Het getal "tien" komt vaker voor in bijbelse verhalen:

  1. in het scheppingsverhaal staat 10x "En God zeide...",
  2. van Adam tot Noach zijn er tien geslachten;
  3. en er zijn nog eens tien geslachten van Noach tot Abraham;
  4. er zijn tien plagen voor nodig, om de farao van Egypte ertoe te brengen dat hij de kinderen van Israël toestemming geeft Egypte te verlaten.
Zo zou er meer te noemen zijn. "Tien" is het getal van de volheid: de hele wereld..., iedereen...
Misschien zijn we wel allemaal melaats. Want wat is melaats? Hadden het niet net zo goed blinden of lammen kunnen zijn? Het verhaal gaat over mensen, "die geen bestaanszekerheid meer hebben" losgeslagen mensen. Wij zouden in onze tijd misschien zeggen: mensen, die zoeken naar een geestelijk onderdak; mensen die gedesoriënteerd zijn, omdat elke zekerheid hen uit handen is geslagen.

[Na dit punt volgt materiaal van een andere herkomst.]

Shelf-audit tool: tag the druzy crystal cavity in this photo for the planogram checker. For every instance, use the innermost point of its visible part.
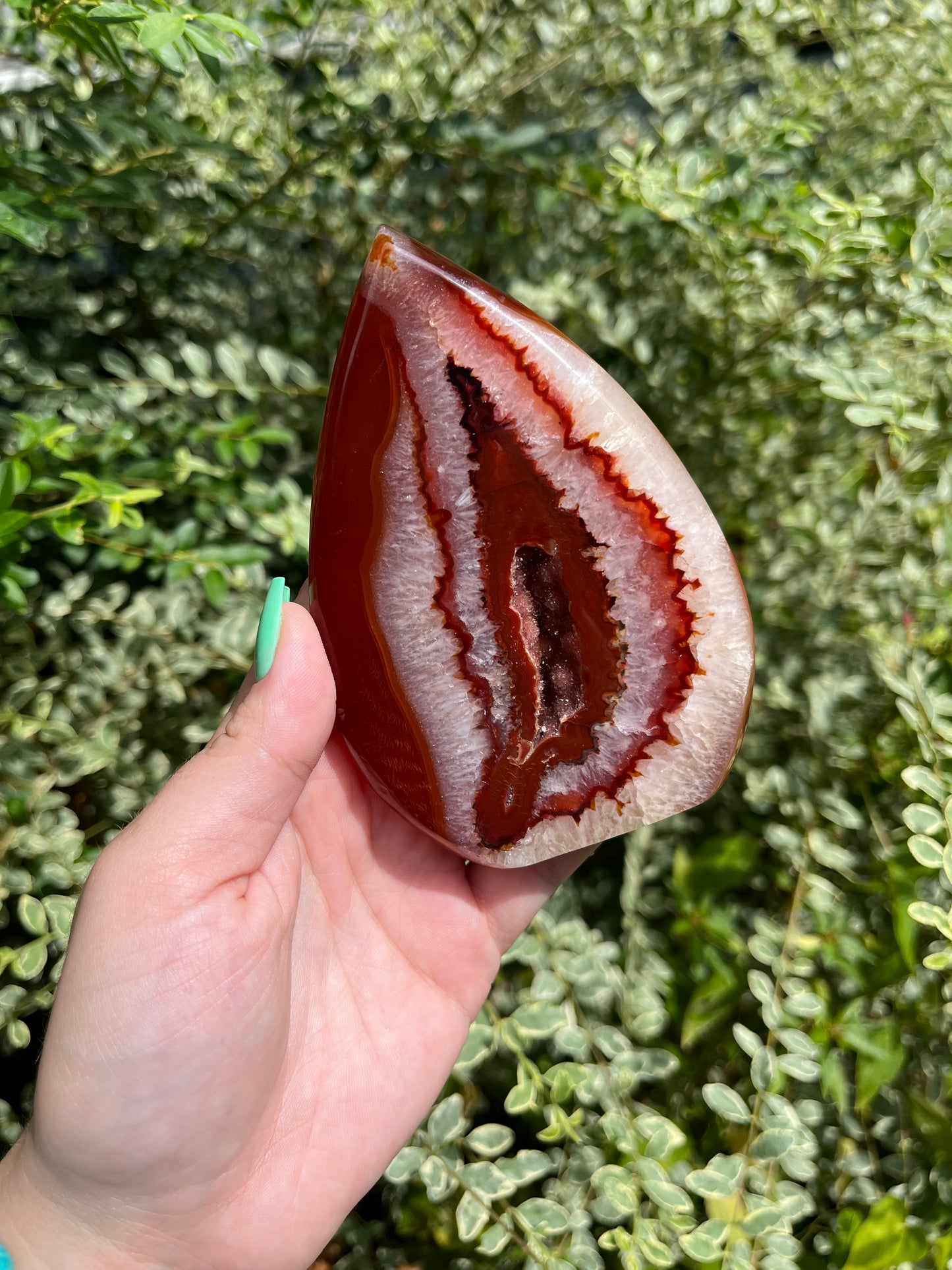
(537, 630)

Het wonderbaarlijke van het verhaal is, dat Jezus eigenlijk niets doet: de melaatsen worden naar de priester gestuurd, om zich te laten zien. En, terwijl ze daarheen onderweg zijn, worden ze genezen. Nog voor ze bij de priester zijn! Wat zou dit kunnen betekenen?

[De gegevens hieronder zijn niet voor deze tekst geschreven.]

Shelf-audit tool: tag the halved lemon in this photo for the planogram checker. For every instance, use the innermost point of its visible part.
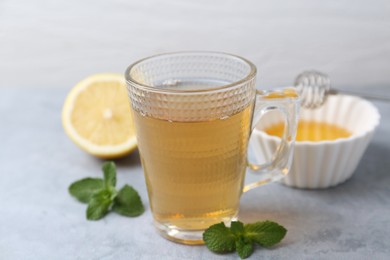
(97, 117)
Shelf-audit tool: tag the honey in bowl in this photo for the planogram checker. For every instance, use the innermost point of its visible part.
(311, 131)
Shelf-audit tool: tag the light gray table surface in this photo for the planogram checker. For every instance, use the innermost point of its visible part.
(40, 220)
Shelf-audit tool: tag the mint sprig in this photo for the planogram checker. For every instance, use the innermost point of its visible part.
(102, 196)
(242, 238)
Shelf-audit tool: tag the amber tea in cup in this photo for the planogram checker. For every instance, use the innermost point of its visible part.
(193, 116)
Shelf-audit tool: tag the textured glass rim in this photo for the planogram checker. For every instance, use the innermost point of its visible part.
(248, 77)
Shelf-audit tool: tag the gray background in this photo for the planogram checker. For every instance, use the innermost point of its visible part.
(47, 46)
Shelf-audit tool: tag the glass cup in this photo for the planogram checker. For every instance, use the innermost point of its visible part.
(194, 113)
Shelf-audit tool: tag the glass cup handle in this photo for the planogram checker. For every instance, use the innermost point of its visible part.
(287, 102)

De rol van Jezus in deze geschiedenis is niet veel meer dan die van iemand, die commentaar geeft; de ziekte, waarvan hier sprake is, lijkt samen te hangen met de vraag of de mensen zich wel realiseren, dat het leven wordt ontvangen uit Gods hand: "God geneest melaatsen, richt lammen op, maakt blinden ziende, en heeft rechtvaardigen lief!" Zo is het vanouds verkondigd. Zo schept God een leefbare wereld...

De vraag is nu maar, of we dat ook zo kunnen zien.

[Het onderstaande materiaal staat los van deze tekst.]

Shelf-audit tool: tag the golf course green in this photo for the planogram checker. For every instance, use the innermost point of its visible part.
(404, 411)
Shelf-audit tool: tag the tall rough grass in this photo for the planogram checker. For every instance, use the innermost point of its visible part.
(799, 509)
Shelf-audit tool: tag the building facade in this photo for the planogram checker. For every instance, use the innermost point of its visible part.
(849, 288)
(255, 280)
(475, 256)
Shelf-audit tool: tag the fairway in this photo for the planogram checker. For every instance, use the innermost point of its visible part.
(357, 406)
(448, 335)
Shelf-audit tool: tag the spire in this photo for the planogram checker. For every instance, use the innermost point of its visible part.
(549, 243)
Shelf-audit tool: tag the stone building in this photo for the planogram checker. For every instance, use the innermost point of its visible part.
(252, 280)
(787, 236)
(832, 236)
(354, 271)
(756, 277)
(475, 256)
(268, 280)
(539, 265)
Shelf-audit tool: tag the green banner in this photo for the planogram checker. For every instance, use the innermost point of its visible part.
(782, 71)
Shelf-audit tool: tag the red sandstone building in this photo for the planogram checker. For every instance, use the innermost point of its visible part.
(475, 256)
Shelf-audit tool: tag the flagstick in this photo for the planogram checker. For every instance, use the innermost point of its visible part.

Het verhaal, dat Lucas ons vertelt, speelt in het grensgebied tussen Samaria en Galilea: het gaat over "grensgangers". Zou je mogen zeggen dat het gaat om mensen die met één been nog in de traditie staan, en met het andere daarbuiten? Om mensen, die het langzamerhand allemaal ook niet meer zo goed weten.

Onder hen was een Samaritaan, die te horen kreeg: "uw geloof heeft u behouden".